A recente tragédia envolvendo um balão tripulado no Brasil, ocorrida no último mês, reacendeu o debate sobre a falta de regulamentação adequada para o balonismo no país. Em resposta, a Agência Nacional de Aviação Civil (Anac) anunciou que vai atualizar as normas que regem esse tipo de operação, visando aumentar a segurança e estabelecer critérios claros para a atividade, especialmente na sua vertente comercial. Atualmente, o balonismo funciona sob o regime de aerodesporto — em que os praticantes atuam por conta e risco próprios —, sem exigência de certificação formal de operadores, pilotos ou aeronaves.
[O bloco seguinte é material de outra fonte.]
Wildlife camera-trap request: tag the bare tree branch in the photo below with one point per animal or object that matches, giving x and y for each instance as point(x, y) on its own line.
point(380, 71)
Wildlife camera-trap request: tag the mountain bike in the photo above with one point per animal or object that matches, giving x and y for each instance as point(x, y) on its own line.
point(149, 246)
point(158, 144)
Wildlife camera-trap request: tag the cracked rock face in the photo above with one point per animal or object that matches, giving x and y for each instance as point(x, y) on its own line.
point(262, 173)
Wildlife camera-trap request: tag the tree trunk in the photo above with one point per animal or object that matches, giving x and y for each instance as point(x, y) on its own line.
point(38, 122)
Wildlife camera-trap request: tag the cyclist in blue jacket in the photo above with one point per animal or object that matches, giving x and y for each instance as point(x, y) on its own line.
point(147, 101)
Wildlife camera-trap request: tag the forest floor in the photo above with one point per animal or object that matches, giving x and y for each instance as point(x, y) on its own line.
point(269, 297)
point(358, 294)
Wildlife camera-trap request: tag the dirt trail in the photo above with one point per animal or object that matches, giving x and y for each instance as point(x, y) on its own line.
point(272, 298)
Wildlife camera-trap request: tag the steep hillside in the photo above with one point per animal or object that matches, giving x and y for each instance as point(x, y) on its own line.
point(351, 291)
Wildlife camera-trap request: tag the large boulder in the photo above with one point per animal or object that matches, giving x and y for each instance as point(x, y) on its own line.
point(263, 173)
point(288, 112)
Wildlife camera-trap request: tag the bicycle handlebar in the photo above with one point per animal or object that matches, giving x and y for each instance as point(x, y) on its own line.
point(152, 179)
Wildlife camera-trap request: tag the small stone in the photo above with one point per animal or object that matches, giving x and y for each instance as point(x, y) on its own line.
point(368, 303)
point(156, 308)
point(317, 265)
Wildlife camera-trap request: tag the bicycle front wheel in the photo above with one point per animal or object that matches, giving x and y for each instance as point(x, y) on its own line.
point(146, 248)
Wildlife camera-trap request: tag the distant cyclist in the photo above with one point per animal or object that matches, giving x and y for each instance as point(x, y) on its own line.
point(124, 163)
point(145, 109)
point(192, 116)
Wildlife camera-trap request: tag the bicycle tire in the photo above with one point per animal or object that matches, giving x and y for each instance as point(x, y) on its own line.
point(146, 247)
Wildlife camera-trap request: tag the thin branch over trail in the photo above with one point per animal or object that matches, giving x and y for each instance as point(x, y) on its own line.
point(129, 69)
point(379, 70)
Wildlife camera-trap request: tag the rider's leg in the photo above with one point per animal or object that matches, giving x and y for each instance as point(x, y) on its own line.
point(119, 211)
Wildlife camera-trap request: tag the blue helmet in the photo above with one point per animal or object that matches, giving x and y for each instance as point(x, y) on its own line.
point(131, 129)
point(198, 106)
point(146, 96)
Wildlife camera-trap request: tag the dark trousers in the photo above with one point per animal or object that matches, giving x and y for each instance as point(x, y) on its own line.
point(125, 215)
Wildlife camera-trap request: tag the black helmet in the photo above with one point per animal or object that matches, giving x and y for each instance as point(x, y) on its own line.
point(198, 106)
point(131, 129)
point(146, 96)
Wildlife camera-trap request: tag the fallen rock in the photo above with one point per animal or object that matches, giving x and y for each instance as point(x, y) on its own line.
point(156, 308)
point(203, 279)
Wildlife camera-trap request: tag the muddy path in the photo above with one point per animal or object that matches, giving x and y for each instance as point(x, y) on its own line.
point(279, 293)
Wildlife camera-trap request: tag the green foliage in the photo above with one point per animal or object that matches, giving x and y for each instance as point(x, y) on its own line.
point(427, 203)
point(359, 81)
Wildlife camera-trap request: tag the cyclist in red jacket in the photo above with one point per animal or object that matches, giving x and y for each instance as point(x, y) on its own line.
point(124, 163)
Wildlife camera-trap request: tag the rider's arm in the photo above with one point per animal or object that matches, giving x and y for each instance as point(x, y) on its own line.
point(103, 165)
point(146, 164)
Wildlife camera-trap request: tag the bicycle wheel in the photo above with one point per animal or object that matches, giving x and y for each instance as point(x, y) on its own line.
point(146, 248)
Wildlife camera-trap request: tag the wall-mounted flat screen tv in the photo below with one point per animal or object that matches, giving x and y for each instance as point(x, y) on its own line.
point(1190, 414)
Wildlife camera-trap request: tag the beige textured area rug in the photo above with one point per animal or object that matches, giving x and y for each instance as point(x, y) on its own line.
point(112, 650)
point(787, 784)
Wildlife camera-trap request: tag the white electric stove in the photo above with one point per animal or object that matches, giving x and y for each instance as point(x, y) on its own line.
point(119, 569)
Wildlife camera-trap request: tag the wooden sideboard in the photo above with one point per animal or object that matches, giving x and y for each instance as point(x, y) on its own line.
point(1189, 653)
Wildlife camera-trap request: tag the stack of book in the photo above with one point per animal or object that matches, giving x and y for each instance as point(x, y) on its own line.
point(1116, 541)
A decisão da Anac prevê a criação de uma nova regulamentação que permita a transição de parte das operações atuais para um ambiente certificado, com regras específicas para a exploração comercial. A Diretoria Colegiada da Agência deve decidir, ainda neste semestre, sobre a realização de uma consulta pública para ouvir fabricantes, operadores e entidades de instrução. A proposta surge como resposta direta à vulnerabilidade exposta pela tragédia, revelando a urgência de maior controle institucional sobre essa prática de alto risco.
As mudanças deverão ser implementadas em etapas. Inicialmente, serão reforçadas as restrições para voos na modalidade aerodesportiva, enquanto as operações comerciais passarão a seguir critérios mínimos de segurança. A longo prazo, espera-se a construção de um modelo definitivo, com operadores devidamente certificados e submetidos a auditorias regulares. A meta é evitar que episódios como o do último mês voltem a acontecer por falhas na regulamentação ou fiscalização.
A iniciativa será viabilizada com apoio do Programa Voo Simples, criado em 2020, que reduziu drasticamente as taxas de certificação de balões — de R$ 900 mil para cerca de R$ 20 mil. Desde então, quatro empresas já protocolaram pedidos de certificação junto à Anac, e o país pode, em breve, contar com seus primeiros balões certificados, seguindo padrões internacionais de segurança e operação. Ainda que os processos estejam em estágios diferentes, o avanço é considerado significativo.
A tragédia recente funcionou como alerta para um setor que, apesar do forte apelo turístico e comercial, opera até hoje em uma zona regulatória cinzenta. Com as novas regras, a expectativa é que o balonismo ganhe não só estrutura, mas também credibilidade e segurança para se consolidar como atividade profissional no Brasil. A atuação coordenada entre Anac, forças de segurança pública e prefeituras será fundamental para garantir a eficácia da fiscalização e o cumprimento das novas diretrizes.